Thang M. Pham, Trung Bui, Long Mai, Anh Nguyen

Links: pdf | code | project page

Explaining how important each input feature is to a classifier’s decision is critical in high-stake applications. An underlying principle behind dozens of explanation methods is to take the prediction difference between before-and-after an input feature (here, a token) is removed as its attribution—the individual treatment effect in causal inference. A recent method called Input Marginalization (IM) (Kim et al. 2020; Harbecke and Alt, 2020) uses BERT to replace a token—simulating the do(.) operator—yielding more plausible counterfactuals. However, our rigorous evaluation using five metrics and on three datasets found IM explanations to be consistently more biased, less accurate, and less plausible than those derived from simply deleting a word.
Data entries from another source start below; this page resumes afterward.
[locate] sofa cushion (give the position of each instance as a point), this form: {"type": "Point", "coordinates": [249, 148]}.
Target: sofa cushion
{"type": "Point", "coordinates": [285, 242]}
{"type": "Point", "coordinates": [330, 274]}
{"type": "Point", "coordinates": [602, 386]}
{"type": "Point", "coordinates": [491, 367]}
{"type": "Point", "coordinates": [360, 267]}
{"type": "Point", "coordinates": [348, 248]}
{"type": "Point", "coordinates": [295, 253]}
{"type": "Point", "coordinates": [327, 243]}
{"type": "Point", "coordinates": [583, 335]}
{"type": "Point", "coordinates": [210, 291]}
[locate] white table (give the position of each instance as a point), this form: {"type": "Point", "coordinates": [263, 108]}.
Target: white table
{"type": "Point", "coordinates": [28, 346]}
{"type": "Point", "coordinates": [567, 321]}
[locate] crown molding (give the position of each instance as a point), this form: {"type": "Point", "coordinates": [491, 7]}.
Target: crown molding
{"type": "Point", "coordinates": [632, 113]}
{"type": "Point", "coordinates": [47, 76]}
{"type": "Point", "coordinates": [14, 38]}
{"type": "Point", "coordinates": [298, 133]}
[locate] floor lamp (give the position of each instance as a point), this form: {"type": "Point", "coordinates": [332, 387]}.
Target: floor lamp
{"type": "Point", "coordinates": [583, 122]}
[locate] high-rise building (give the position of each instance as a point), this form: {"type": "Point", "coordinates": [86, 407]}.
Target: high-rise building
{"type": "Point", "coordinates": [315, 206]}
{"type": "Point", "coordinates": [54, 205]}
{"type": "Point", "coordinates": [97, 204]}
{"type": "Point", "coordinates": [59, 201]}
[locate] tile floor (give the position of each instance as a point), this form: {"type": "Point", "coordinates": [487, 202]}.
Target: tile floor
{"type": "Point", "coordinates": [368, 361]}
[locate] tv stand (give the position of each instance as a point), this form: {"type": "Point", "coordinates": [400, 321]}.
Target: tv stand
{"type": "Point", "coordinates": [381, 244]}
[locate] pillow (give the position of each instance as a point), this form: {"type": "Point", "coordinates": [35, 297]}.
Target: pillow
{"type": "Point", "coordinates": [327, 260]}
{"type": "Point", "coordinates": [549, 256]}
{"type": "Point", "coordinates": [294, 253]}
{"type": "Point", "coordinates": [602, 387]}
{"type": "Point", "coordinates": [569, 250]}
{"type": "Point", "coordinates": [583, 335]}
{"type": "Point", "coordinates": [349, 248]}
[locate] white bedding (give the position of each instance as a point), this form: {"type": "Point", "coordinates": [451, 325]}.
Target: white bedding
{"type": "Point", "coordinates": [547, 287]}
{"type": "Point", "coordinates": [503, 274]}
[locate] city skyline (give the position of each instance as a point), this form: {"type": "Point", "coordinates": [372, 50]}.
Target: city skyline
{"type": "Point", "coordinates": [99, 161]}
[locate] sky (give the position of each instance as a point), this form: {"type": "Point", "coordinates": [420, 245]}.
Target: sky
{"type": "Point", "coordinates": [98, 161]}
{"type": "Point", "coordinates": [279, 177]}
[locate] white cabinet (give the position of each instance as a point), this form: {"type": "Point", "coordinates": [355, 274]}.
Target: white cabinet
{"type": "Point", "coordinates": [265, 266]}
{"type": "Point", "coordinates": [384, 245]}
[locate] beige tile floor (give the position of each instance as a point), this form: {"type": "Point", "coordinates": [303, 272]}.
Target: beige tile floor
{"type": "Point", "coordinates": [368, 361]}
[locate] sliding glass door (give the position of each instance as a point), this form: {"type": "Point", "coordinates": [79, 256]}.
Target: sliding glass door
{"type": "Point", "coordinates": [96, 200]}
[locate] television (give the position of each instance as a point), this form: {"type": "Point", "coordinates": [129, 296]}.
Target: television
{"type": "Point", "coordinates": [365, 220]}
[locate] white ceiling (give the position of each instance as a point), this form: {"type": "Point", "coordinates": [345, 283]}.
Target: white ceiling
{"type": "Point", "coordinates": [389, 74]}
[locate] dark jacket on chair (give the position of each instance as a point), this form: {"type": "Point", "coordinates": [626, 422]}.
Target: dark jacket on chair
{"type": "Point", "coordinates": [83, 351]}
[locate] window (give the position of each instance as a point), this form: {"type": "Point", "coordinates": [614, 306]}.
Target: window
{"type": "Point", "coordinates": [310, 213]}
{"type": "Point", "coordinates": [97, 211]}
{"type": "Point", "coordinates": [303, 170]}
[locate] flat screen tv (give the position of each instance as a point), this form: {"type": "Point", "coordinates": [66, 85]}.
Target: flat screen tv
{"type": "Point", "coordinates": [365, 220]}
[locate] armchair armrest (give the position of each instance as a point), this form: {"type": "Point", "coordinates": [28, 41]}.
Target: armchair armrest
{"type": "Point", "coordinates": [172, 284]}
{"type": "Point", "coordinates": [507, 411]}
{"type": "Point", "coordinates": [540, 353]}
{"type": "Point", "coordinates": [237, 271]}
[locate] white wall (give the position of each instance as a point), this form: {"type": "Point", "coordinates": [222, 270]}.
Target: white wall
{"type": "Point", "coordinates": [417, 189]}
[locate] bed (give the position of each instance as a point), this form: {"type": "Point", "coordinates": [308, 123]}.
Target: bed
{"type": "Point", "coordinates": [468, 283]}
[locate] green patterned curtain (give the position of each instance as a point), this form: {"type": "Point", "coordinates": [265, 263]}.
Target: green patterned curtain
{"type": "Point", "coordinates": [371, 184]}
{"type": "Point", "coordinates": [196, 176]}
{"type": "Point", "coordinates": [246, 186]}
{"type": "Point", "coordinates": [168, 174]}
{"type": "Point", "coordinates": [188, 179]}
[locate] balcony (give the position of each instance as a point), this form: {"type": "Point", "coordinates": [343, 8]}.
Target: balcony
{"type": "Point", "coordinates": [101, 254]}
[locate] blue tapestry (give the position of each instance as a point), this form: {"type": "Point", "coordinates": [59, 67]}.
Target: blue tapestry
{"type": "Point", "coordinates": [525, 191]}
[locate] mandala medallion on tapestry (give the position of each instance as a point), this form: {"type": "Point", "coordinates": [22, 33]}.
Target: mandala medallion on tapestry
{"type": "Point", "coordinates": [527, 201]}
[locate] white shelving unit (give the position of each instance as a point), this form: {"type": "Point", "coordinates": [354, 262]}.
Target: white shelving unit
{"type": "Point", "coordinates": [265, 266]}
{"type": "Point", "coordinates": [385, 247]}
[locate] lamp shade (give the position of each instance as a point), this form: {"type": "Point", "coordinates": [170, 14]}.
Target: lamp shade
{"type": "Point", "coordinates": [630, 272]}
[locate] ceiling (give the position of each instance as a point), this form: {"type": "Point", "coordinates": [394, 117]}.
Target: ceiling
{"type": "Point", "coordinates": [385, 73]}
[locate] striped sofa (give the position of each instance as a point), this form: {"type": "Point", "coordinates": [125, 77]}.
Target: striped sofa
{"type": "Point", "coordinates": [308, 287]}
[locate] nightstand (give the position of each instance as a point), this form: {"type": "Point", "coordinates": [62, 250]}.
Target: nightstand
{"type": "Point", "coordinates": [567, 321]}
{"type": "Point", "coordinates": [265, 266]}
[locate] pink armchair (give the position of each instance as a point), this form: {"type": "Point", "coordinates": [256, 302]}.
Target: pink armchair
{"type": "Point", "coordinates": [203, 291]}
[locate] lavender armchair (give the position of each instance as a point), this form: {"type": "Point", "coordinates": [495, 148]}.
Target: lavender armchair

Acknowledgment: This work is supported by the National Science Foundation under Grant No. 1850117, Adobe Research, and the NaphCare Charitable Foundation.

Conference: The Asia-Pacific Chapter of the Association for Computational Linguistics. AACL IJCNLP 2022. Oral presentation (acceptance rate: 63/554 = 11.4%).

Figure 1: Many words labeled as important by humans such as “stepping“, “stone” (in SST) or “hot“, “air” (in e-SNLI) are deemed unimportant by Input Marginalization (IM$_0$). Here, the color map is: negative -1, neutral 0, positive +1. Even when randomizing the classifier’s weights three times, the IM attribution of these words remains unchanged at near zero (IM$_1$ to IM$_3$). That is, these words are highly predictable by BERT (e.g. 0.9793 for stepping). Therefore, when marginalizing over the top-$k$ BERT candidates (e.g. “stepping”, “rolling”, “casting”), the IM attribution for these low-entropy words tends to zero, leading to heatmaps that are (1) biased, (2) (2) less accurate, and (3) less plausible than those of Leave-One-Out (LOO empty).

Figure 2: Aligned with Kim et al. (2020), IM is the best method, outperforming LOO baselines under AUC rep . In contrast, IM is also the worst method under AUC. For both metrics, lower is better.

Figure 3: Both LOO and IM substantially outperform the random baseline (c). However, on average, LOO outperforms IM across both ROAR and ROAR-BERT variant (that uses BERT to replace top-N tokens instead of deleting them).

 

Figure 4: Compared to IM, LOO is substantially more consistent with human annotations over all three datasets. Note that the gap between LOO empty and IM is ∼3× wider when comparing AMs with the e-SNLI tokens that at least three annotators label “important” (i.e. L3), compared to L2 (higher is better). LIME BERT explanations are slightly less consistent with human highlights than those of LIME despite their counterfactuals being more realistic.